Combs has an advantage as the only country Best New Artist nominee, and this category’s other male contender, Greta Van Fleet, is in a similarly advantageous outlier position as the only rock nominee. However, the growing critical backlash against the throwback Michigan rock band lands GVF a distant fourth in Grein’s predictions. “It’s great that they broke through; we need more rock bands for balance. It’d be nice if a rock act won.

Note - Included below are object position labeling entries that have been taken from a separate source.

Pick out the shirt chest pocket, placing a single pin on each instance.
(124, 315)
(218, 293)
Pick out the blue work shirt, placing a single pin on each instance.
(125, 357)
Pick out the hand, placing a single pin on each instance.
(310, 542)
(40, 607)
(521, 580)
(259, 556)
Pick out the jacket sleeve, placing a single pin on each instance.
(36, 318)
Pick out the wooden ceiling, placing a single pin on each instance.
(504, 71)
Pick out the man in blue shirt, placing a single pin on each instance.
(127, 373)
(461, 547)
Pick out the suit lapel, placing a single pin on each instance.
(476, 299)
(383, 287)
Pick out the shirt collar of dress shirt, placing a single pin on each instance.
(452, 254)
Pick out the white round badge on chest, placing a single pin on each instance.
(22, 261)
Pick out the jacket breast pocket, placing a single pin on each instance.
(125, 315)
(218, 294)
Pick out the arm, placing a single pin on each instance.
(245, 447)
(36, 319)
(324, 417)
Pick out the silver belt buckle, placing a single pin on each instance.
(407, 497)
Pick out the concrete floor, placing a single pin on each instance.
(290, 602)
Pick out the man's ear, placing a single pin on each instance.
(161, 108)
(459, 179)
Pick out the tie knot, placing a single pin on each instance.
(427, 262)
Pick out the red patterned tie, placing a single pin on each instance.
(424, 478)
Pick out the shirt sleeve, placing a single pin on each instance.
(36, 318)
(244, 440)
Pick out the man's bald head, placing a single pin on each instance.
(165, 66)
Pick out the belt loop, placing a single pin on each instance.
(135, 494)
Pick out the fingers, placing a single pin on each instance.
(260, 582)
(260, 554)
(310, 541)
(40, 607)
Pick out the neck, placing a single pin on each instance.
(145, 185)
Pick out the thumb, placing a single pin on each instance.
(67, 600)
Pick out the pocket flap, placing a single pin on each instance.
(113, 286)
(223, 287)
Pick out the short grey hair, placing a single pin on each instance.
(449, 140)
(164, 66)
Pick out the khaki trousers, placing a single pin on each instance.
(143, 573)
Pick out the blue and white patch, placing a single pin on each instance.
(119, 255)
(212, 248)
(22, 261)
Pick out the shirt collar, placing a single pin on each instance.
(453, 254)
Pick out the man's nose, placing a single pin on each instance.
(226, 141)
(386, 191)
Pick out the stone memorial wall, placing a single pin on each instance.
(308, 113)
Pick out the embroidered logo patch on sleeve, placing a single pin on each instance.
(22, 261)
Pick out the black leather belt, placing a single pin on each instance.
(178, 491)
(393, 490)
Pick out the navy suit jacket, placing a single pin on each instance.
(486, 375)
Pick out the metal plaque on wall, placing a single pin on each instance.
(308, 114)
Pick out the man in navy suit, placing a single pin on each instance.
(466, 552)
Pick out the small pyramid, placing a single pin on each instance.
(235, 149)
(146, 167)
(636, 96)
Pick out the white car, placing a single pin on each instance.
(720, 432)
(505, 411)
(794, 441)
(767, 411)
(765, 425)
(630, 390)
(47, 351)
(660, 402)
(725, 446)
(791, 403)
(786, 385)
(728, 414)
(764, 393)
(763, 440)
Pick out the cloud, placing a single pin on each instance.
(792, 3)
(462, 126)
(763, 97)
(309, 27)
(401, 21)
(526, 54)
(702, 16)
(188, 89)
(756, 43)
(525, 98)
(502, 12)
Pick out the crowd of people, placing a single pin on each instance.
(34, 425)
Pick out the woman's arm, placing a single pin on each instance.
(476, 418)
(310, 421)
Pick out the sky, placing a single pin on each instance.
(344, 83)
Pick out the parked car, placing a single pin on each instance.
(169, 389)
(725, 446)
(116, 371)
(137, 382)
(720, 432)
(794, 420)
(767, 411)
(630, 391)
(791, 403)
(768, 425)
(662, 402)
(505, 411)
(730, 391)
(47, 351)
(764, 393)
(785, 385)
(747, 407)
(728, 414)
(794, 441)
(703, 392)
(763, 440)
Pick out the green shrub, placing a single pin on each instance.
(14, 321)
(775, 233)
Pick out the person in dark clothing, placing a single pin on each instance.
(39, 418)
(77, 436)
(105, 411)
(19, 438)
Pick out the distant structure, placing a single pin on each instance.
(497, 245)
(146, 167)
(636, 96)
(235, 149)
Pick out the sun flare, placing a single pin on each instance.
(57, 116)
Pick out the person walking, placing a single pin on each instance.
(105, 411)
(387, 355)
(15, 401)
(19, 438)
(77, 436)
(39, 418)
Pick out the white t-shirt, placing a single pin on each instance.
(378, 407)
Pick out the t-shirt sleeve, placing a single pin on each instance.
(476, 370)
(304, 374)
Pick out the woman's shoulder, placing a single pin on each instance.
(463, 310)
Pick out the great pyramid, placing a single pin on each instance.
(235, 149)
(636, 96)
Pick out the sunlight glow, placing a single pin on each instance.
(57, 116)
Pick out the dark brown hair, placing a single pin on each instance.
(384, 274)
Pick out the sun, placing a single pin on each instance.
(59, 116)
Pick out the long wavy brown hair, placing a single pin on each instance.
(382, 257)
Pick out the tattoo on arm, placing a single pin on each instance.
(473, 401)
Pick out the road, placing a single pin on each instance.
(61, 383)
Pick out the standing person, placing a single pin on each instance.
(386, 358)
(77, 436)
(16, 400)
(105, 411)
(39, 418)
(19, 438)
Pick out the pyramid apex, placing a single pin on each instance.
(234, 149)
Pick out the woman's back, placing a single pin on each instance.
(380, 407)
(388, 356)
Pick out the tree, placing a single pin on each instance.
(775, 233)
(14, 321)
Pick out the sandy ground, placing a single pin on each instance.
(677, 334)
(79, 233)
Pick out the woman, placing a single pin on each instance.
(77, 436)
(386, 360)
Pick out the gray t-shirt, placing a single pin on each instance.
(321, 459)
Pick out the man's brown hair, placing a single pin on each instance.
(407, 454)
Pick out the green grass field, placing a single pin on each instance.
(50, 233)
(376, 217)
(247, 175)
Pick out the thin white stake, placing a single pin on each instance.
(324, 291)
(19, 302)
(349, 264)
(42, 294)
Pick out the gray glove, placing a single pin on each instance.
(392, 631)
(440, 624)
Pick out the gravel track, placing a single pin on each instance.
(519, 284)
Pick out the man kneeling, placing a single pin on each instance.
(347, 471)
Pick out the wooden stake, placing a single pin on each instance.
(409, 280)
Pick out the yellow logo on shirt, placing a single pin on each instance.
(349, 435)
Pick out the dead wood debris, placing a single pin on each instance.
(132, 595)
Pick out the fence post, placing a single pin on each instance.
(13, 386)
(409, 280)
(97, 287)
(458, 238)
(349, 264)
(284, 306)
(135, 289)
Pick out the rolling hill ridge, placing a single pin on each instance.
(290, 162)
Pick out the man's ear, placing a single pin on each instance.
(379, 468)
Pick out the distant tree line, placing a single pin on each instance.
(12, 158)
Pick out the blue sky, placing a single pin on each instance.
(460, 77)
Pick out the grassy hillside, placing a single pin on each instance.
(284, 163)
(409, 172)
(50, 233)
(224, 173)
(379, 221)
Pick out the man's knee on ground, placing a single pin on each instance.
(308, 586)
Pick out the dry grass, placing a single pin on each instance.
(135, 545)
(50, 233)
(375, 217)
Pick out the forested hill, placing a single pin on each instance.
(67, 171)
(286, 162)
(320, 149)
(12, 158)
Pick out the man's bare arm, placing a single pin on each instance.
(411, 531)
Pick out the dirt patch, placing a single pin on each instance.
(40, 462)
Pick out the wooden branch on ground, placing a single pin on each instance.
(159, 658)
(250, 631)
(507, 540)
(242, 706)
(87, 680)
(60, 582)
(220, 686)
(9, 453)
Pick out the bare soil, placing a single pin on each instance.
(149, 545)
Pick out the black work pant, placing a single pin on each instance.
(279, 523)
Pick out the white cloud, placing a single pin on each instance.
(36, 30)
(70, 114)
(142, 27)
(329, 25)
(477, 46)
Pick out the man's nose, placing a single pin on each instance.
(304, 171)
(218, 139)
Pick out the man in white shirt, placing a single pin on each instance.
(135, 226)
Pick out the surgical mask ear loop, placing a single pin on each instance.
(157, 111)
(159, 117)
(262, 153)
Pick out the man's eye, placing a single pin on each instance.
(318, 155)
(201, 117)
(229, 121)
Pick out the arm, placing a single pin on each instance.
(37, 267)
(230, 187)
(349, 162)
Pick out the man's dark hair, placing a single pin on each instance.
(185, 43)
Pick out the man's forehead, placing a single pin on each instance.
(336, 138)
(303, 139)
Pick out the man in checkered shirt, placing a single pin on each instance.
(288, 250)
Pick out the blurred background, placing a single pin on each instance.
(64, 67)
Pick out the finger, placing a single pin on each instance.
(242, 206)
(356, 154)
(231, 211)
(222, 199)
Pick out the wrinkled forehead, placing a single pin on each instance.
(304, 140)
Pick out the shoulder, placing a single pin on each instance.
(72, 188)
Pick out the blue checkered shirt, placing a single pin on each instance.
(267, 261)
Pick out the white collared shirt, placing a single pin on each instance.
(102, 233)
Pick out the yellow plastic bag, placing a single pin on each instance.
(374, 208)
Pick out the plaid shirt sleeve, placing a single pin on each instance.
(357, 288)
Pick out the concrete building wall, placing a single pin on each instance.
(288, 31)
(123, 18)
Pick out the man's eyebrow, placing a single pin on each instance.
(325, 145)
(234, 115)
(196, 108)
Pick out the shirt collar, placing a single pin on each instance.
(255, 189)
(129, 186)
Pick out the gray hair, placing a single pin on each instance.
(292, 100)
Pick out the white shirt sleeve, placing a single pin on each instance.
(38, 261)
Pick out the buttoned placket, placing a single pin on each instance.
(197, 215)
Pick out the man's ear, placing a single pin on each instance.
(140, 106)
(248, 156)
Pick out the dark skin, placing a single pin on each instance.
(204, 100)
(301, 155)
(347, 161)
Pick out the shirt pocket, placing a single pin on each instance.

But I’m just not sure that it should be a rock act that is kind of a Led Zeppelin tribute band,” Grein chuckles.

If Combs loses, he will probably lose to R&B critical darling H.E.R., the only Best New Artist nominee who is actually up for any of the other Big Four awards. While Grein believes H.E.R.’s surprise Album of the Year nod was “premature” and “a gift by the academy,” he explains, “The fact that they put her up for Album of the Year, it’s kind of the power of suggestion: The Grammys organization is kind of hinting that they wouldn’t mind if she won Best New Artist. She definitely could win.”

The 61st Annual Grammy Awards air on CBS Sunday, Feb. 10, at 5 p.m. PT/8 p.m. ET.